Rather than biography, however, it turns into a fantasy argument between Chaplin, Rossellini, Hitchock, Selznik & Fellini on whose films are great & whose films are stupid.

The little pieces of Film Criticism sprinkled into the dialogue, about Roberto Rossellini &am everyone else, are strictly junior league observations every beginner film student has already said, & has got to get over if they're ever to have an observatioin of merit. So don't look for anything deep here, look merely for the oddball delivery of the lines by Isabella in sundry guises.

When Momma appears in the story, this little film takes a leap forward for a few moments, as who never noticed that Isabella indeed looks like Ingrid Bergman. She looks less like her now than ten or fifteen years ago of course, & too damned bad someone didn't have her make a biopic of her mom when she was younger & a deadringer double for her mom. Too late now.

From a theater auditorium Isabella converses with the ghost of her mother who appears projected upon the screen.
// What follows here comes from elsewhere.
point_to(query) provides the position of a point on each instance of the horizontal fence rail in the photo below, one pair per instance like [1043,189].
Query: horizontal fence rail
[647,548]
It's a strangely heart-tugging moment though Isabella drags it down by asking her mom the twenty-five-cent question that never needed to be asked & getting the ultra-predictable reply, which is again mere beginner level film student stuff.

It's not one of Maddin's finer short films, but he wasn't working with the best material, & Isabella's antics in male drag are just too silly without being particularly funny. It's certainly not good acting on her part to flick a cigar about & pretend to be sundry fellow. It's short enough, however, to be worth watching even so, as it's a fairly warped take on the meaning of biography or documentary.